The quote is from John Hartley's The Politics of Pictures:

"Given that the public, elusive at the best of time, has a historic tendency not to stand still and take impressions that are deemed good for it, but simply to walk away, the media's efforts at popular instruction (whether the object of the exercise is didactic or democratic, disciplinary or disruptive), are strikingly succesful. With drama, entertainment, pictures and pleasure as their stock in trade, the media are the first and greatest of the 'smiling professions', and the public they create out of these raw materials is the envy of education and government." (p.121)

Hartley says that smiling is now the 'dominant ideology' of the 'public domain', the mouthpiece of the politics of pictures apart from the old fashioned 'straight-faced craggy-jawed masculism of law, medicine, science, education and the military.

Philosophy, of course, is a classic no smiler.

| Posted by Gary Sauer-Thompson at 7:35 PM | | Comments (2)
Comments

Comments

What does Hartley mean by this and how does he draw his conclusion?

"Given that the public, elusive at the best of time, has a historic tendency not to stand still and take impressions that are deemed good for it, but simply to walk away. "

Julie,
Hartley is arguing that media audiences have been subject to strategies designed to turn them into a responsive, or biddable audience.

He starts from 17th century political philosophy that talks in terms of the common people as blank sheets of paper on which the government would prints its own authorized opinions. He means Hobbes and Locke.

Hartley says:

"This print metaphor presumes, or course, that the common people will stand still long enough to receive clearly enough the impressions designed for their edification. How to persuade them to stand still? What media to use? Who or what institution would be trusted with the job?"

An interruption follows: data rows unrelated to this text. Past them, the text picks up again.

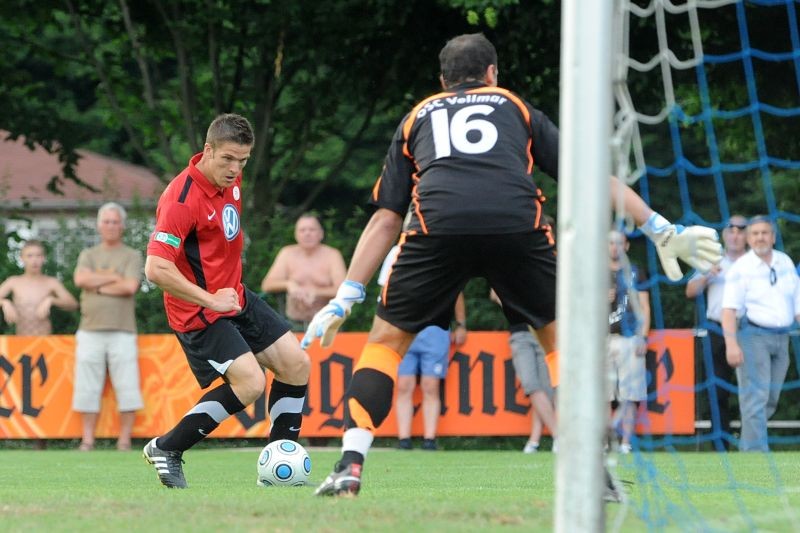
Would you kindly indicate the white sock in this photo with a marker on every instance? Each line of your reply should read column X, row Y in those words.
column 357, row 440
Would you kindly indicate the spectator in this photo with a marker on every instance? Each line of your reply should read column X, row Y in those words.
column 763, row 287
column 309, row 272
column 629, row 325
column 109, row 275
column 226, row 331
column 719, row 373
column 426, row 358
column 528, row 358
column 27, row 299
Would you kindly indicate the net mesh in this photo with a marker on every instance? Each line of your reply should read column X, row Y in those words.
column 716, row 135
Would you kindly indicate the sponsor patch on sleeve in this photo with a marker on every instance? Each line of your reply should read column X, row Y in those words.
column 168, row 238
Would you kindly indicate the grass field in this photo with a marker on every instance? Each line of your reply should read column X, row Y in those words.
column 65, row 490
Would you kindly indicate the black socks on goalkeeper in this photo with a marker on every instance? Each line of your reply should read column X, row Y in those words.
column 214, row 407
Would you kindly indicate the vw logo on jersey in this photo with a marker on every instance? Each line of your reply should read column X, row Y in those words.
column 230, row 221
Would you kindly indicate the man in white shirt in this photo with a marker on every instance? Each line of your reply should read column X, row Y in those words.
column 763, row 284
column 711, row 349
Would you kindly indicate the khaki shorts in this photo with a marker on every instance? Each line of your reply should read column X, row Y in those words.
column 528, row 358
column 627, row 374
column 98, row 352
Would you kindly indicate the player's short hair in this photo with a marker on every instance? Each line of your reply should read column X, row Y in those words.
column 112, row 206
column 465, row 58
column 310, row 214
column 230, row 128
column 30, row 243
column 765, row 219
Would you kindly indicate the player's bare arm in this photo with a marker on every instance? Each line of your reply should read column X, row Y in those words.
column 10, row 314
column 277, row 277
column 733, row 352
column 166, row 275
column 61, row 297
column 58, row 296
column 378, row 237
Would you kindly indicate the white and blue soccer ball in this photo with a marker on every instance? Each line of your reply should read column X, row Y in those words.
column 283, row 463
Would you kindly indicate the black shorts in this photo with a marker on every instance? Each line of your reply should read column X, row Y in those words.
column 430, row 272
column 210, row 351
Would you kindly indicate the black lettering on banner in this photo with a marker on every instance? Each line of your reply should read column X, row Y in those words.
column 652, row 362
column 8, row 370
column 259, row 413
column 27, row 382
column 486, row 360
column 510, row 390
column 341, row 367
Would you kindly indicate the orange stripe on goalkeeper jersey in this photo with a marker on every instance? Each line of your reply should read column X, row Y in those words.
column 548, row 231
column 377, row 186
column 385, row 289
column 418, row 209
column 379, row 357
column 359, row 415
column 551, row 360
column 538, row 217
column 522, row 109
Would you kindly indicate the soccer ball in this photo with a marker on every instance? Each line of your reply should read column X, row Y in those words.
column 283, row 463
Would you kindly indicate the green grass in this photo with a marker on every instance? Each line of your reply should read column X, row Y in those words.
column 65, row 490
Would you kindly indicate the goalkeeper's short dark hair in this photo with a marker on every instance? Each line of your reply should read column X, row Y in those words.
column 465, row 58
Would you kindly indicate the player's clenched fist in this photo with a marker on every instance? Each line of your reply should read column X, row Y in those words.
column 697, row 246
column 225, row 300
column 330, row 318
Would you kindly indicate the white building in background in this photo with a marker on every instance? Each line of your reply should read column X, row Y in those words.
column 28, row 207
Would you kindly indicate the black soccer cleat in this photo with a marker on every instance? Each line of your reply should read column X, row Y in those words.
column 341, row 482
column 167, row 465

Hartley then argues that the institutions of government education and media have been organized around the public as blank sheets of paper on which moral, political, religious, commercial and other knowledges are to be impressed. He adds;

" The old, mutually sustaining, classical civic virtues of democracy, didactics and drama have been dis-integrated; education gets the didactics, the media take the drama, government gets the democracy, and the public gets taught, entertained, governed, apparently independently, and often without much consultation."

What has happened, says Hartley, is that the public has slipped from the disciplinary grasp of the educaitonal and governmental authorities into the gentler hands of the smiling professions that make images of the public and so call it into being.